BEGINNING A NEW SCHOOL
Many children make transitions to new schools in the fall. Whether it's entering preschool, kindergarten, middle school, high school, college, or a move that Home For Sale results in a change, parents can help children to make smooth transitions. Schools typically have programs in place for helping new students adjust, but parents may need to inquire to find out what is available.
PRESCHOOL AND KINDERGARTEN
If this is your child's introduction to school, you and your child may be feeling anxious. You first need to reassure yourself that this is usually a smooth transition for most children. Your confidence will go a long way in providing your child with secure feelings. If the school encourages a first visit for parents without their children present, be sure to take advantage of the opportunity. You'll love discovering what the school has to offer for your child. A parent visit provides opportunities for you to ask reassuring questions that you might hesitate to ask if your child were present. Armed with total confidence, your next visit with your child is more likely to be successful because your concerns will already have been addressed.
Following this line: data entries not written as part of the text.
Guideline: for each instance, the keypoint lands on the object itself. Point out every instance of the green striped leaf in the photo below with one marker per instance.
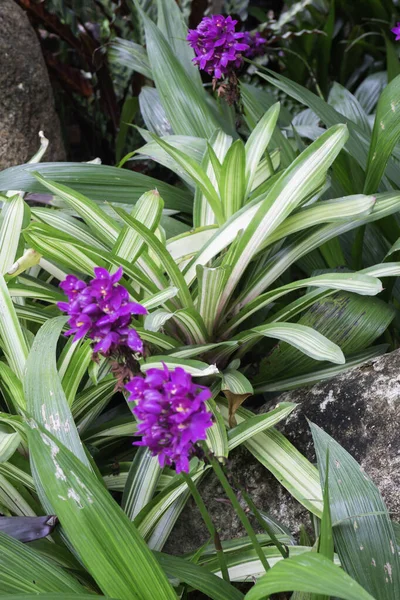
(308, 572)
(258, 142)
(306, 339)
(97, 182)
(66, 224)
(211, 283)
(255, 425)
(141, 483)
(11, 388)
(99, 222)
(45, 397)
(102, 535)
(217, 439)
(306, 173)
(184, 104)
(12, 216)
(198, 175)
(12, 339)
(218, 146)
(365, 285)
(385, 135)
(168, 264)
(130, 55)
(9, 442)
(232, 180)
(154, 510)
(211, 586)
(147, 211)
(25, 571)
(385, 205)
(362, 530)
(328, 211)
(288, 465)
(195, 367)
"Your confidence will go a long
If you have individual questions about waiting a year to enroll your child or entering your child early, these will undoubtedly be resolved before your school visit. For further information on these topics, send your questions, along with a self-addressed, stamped envelope to: Dr. Sylvia Rimm, P.O. Box 26, Watertown, WI 53098.
MIDDLE AND HIGH SCHOOLS
Orientations are normally scheduled for new middle and high school students. Be sure to attend with your adolescent. Clarify the expectations the school has for its students and discuss these expectations with your kids. Plan study routines ahead of time. This is often easier to do at the beginning of the year when children are enthusiastic and require new study supplies.
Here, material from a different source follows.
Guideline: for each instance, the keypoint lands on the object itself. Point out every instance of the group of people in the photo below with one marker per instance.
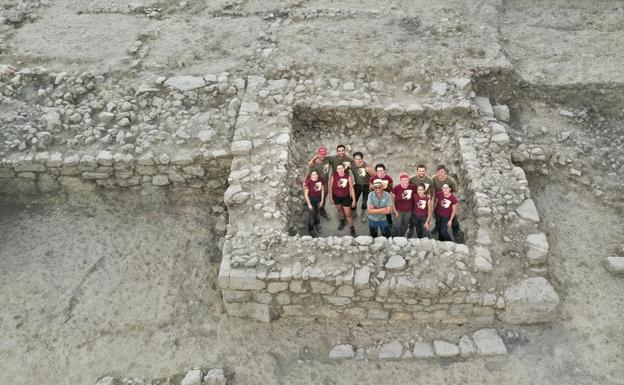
(399, 210)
If there are no older siblings in the family, encourage your child to visit the school with a friend or neighbor who is already in the school. Be sure to select an appropriate guide so that the young person is positive and reassuring to your child.
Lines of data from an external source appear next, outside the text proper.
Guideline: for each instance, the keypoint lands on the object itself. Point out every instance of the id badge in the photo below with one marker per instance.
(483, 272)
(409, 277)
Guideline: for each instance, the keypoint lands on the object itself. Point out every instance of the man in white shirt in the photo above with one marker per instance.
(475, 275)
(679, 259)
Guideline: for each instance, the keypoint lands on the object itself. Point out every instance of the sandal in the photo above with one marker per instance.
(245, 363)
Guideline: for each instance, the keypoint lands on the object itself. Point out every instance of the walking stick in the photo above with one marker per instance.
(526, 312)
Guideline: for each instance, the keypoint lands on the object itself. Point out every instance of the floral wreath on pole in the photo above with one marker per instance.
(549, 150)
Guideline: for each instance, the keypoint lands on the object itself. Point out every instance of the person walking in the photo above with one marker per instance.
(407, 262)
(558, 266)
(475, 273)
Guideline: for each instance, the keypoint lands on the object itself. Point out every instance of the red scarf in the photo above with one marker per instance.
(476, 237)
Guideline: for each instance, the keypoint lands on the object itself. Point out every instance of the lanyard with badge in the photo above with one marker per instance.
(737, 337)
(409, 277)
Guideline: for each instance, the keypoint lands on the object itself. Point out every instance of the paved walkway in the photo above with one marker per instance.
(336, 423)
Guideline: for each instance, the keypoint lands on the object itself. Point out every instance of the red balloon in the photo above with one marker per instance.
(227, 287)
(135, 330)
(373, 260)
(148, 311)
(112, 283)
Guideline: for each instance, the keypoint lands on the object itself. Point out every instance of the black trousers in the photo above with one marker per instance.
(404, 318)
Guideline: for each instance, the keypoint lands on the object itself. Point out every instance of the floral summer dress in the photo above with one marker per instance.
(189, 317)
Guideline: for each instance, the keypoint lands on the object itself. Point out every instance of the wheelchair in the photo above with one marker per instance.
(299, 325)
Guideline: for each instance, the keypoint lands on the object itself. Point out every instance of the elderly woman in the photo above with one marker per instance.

Don't be overanxious about your children making new friends. Encourage them to take their time and not to worry if they feel a little lonely initially. It's better that they select carefully so they don't find themselves in a crowd that pressures them into inappropriate behaviors. If you encourage their independence and their caution, they are less likely to feel pressured about being accepted and popular.
Expect college to be a major adjustment for your now young adults. Believe in them and don't send them off with threats of punishment. Instead, offer them your support should they need counseling or tutoring help. Explain that such help is a natural part of adjusting to college. My tips for new college students and one college student's response is included on the pages 6-8 of this newsletter. You'll certainly want to share these with your student.
MAKING A MOVE
All of the suggestions about adjustment to middle and high school also apply to your plans to move to a new school or community. You should show confidence in your children, and try to be a role model for good adjustment. If you're very anxious about the move and are negative about your adjustment to your new home, you can expect that at least one of your children and perhaps all will also struggle with their adjustments. You can be sensitive to your children's worried feelings, but you may also need to do a little acting. Your attitude is so important to your children.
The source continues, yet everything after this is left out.